1 Kasım, Türkiye demokrasisi açısından tarihi bir dönüm noktasıdır. Muhalefetle birlikte hareket eden, hatta HDP’ye ve Demirtaş’a açık destek veren Gülen cemaati medyası ve tabanı ile Aydın Doğan medyası, başta TÜSİAD yine belli sivil toplum kuruluşları, AK Parti’nin tek başına iktidar olmaması için geniş bir ittifak oluşturdular. AK Parti’nin yeniden tek başına iktidar olmaması için her şeyi göze almışlar. Bunu bir hayat memat meselesi haline getirmişler. Bir yerlerden teminat almış gibi cepheden psikolojik savaş yöntemleri ile saldırıyorlar.

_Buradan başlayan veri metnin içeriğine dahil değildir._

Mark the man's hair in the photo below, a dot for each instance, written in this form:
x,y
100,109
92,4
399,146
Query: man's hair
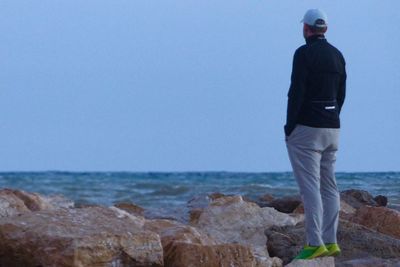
x,y
318,29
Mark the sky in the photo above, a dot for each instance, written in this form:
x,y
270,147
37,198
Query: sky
x,y
145,85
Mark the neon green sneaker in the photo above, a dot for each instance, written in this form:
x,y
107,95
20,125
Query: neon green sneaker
x,y
310,252
333,249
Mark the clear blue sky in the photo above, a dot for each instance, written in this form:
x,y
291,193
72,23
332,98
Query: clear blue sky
x,y
143,85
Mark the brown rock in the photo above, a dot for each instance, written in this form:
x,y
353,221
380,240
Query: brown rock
x,y
381,201
186,246
181,254
370,262
286,204
13,202
230,219
90,237
357,198
356,241
318,262
381,219
346,211
130,208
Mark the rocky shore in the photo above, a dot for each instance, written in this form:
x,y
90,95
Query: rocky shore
x,y
221,230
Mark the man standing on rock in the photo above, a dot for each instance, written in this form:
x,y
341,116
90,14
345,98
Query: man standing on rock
x,y
315,99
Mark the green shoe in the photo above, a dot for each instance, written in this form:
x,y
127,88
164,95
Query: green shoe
x,y
310,252
333,249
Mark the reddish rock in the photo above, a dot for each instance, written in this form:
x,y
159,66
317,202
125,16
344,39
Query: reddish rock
x,y
357,198
381,219
346,211
13,202
356,241
230,219
90,237
185,245
130,208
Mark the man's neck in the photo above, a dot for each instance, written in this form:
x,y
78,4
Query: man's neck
x,y
313,37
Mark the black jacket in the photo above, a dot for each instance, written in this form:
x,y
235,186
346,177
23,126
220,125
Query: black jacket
x,y
318,85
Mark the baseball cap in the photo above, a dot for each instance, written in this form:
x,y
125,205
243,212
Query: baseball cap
x,y
315,17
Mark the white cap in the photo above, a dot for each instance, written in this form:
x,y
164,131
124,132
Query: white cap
x,y
315,17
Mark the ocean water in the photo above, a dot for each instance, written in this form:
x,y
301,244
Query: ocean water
x,y
168,191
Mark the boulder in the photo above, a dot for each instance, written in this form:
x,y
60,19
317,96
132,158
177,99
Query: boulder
x,y
13,202
381,219
370,262
285,204
186,246
130,208
381,201
90,237
318,262
356,241
346,211
357,198
230,219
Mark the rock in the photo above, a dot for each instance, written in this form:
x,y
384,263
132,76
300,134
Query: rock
x,y
381,219
346,211
230,219
95,236
13,202
10,204
370,262
186,246
356,241
381,201
264,200
130,208
286,204
357,198
318,262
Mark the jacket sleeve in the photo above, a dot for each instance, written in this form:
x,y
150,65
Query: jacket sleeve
x,y
342,89
296,91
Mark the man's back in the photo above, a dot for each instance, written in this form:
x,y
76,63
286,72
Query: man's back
x,y
318,85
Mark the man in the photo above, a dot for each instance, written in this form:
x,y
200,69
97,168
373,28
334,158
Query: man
x,y
315,99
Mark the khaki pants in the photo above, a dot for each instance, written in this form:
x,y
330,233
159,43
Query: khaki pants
x,y
312,153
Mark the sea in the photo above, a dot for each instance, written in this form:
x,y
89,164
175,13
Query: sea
x,y
169,192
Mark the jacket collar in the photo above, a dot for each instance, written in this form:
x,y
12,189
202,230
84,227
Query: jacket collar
x,y
314,38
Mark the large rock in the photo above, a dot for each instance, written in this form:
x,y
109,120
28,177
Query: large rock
x,y
318,262
230,219
90,237
381,219
369,262
346,211
186,246
285,204
13,202
355,240
358,198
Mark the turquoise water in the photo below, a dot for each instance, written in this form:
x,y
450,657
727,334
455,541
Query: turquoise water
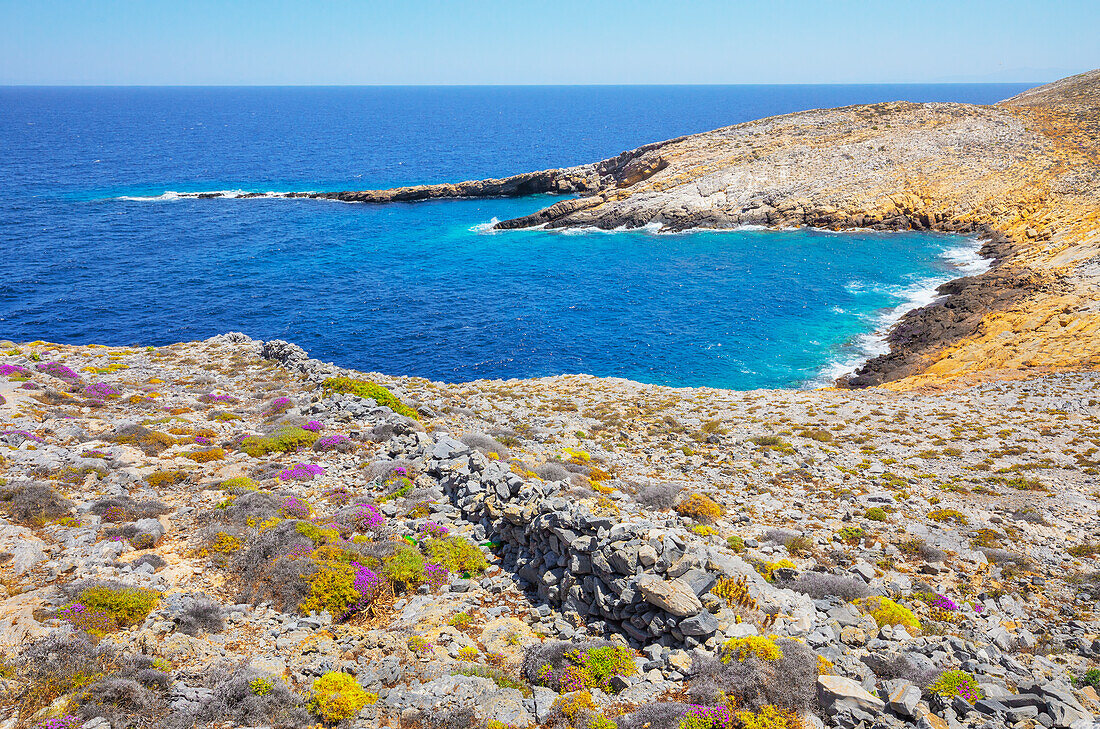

Bilhassa HDP, KCK ve PKK konusunda akıl almaz, mütedeyyin vatansever insanlara asla yakışmayan bir savrulma içindeler. Zaman gazetesi Genel Yayın Müdürü Ekrem Dumanlı’nın yazdıklarından örnek vereyim. Dumanlı, bundan üç yıl önce 27 Ağustos 2012’de şunları yazmıştı:
“KCK yıkılmadan PKK yıkılmaz. KCK, paralel devletin ta kendisi ve PKK onun emrindeki silahlı güç. Bazı KCK müdafii yazarların söylediği doğru olsaydı zaten BDP’ye gerek kalmazdı; çünkü PKK ile BDP arasındaki yakın bağ ortadayken araya neden yeni bir yapı girecekti ki? KCK da, PKK da terör örgütüdür; biri dağda savaşıp asker polis demeden katliamlar yapıyor, buna razı olmayan Kürt vatandaşımızı da öldürüyor; diğeri PKK’ya şehirde destek sağlıyor, taraftar topluyor, eylemlerine doğrudan yardım edip, korkunç planı fiilen icra ediyor. PKK’yı çökertmek isteyen, KCK’yı da devirmek zorunda. Bunun aksini düşünmek ya bilgisizlikten kaynaklanıyor ya da bizim bilemediğimiz bir fırıldak dönüyor.”